Penemuan yang paling mengejutkan adalah semua individu yang dianalisis adalah laki-laki. Kebanyakan dari mereka adalah anak-anak dan remaja, dengan ikatan keluarga yang jelas. Dua pasang kembar identik bahkan teridentifikasi, yang penting dalam konteks praktik kuno ini.
Chichén Itzá dikenal sebagai salah satu situs arkeologi paling simbolis di Amerika Utara, dan telah menjadi tempat banyak penemuan terkait praktik ritual pembunuhan. Tim ilmuwan menemukan sisa-sisa ini di ruang bawah tanah, yang menggarisbawahi pentingnya ritual dan seremonial praktik ini bagi peradaban Maya.
Analisis genetik mengungkapkan bahwa individu-individu tersebut berasal dari populasi Maya setempat dan setidaknya seperempat dari mereka berkerabat dekat, menunjukkan bahwa mereka mungkin dibesarkan di rumah dan komunitas yang sama. Penemuan ini memberikan wawasan baru mengenai dinamika sosial dan keluarga dalam masyarakat Maya kuno.
Selain hubungan keluarga, para ilmuwan juga mengamati pola makan serupa di antara individu-individu, yang menunjukkan adanya hubungan budaya dan gaya hidup bersama dalam kelompok pengorbanan ritual ini. Aspek ini mengungkapkan pentingnya identitas kelompok dan komunitas di kalangan suku Maya.
Aspek menarik dari penelitian ini adalah identifikasi seleksi genetik positif pada gen yang melindungi terhadap infeksi Salmonella. Temuan ini menunjukkan kemungkinan adaptasi evolusioner sebagai respons terhadap epidemi dan penyakit yang menyerang populasi Maya pada masa itu, seperti epidemi cocoliztli pada abad ke-16.

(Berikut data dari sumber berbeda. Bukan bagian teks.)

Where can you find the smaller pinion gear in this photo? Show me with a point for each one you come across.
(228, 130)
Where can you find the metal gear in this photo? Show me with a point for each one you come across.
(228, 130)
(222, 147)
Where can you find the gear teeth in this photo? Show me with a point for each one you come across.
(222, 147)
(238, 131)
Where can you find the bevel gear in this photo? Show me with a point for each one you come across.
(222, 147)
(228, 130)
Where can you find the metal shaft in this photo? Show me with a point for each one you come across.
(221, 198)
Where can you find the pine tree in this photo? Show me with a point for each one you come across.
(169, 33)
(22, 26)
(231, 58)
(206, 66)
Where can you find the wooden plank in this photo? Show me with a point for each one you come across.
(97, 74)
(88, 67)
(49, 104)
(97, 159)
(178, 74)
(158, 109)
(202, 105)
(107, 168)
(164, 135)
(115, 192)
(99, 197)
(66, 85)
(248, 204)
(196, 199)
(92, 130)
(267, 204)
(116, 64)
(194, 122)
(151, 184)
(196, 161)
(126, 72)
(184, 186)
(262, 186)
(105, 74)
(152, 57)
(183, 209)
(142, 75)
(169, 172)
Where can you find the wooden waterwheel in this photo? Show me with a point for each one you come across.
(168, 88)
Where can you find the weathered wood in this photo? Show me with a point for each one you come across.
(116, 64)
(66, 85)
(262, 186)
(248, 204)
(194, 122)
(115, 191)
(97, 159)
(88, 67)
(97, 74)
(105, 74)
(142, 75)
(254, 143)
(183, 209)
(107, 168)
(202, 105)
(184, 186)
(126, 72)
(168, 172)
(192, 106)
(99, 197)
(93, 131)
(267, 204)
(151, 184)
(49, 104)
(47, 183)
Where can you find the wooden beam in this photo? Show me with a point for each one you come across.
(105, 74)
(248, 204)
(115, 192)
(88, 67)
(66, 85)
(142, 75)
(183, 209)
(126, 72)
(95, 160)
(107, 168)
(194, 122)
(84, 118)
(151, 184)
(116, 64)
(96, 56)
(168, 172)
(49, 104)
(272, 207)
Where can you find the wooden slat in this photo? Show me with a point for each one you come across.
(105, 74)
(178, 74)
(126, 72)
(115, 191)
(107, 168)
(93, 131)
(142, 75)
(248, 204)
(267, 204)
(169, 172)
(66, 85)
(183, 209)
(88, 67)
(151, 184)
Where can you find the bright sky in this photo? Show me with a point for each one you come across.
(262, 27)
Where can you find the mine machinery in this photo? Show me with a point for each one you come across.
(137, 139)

Meski praktik ritual pengorbanan masih menjadi misteri dalam banyak hal, penelitian ini memberikan gambaran yang lebih jelas tentang siapa saja orang yang dikorbankan dan bagaimana keterkaitan mereka satu sama lain. Gabungan temuan genetik dan arkeologi memungkinkan peneliti merekonstruksi kehidupan dan adat istiadat masyarakat Maya, terutama dari segi agama dan ritual.

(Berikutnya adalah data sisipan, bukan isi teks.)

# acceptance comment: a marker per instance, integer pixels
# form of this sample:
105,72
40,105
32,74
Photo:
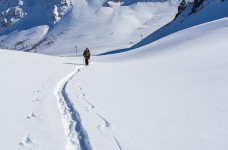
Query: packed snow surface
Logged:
170,94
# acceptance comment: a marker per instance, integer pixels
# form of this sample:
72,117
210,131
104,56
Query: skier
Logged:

Tim ilmuwan internasional yang melakukan penelitian ini antara lain peneliti dari Max Planck Institute for Evolutionary Anthropology di Jerman, National Institute of Anthropology di Meksiko, dan Harvard University di Amerika Serikat. Kolaborasi mereka memungkinkan dilakukannya pendekatan multidisiplin yang menggabungkan arkeologi, antropologi, dan genetika untuk mendapatkan pemahaman yang lebih mendalam tentang peristiwa ritual ini.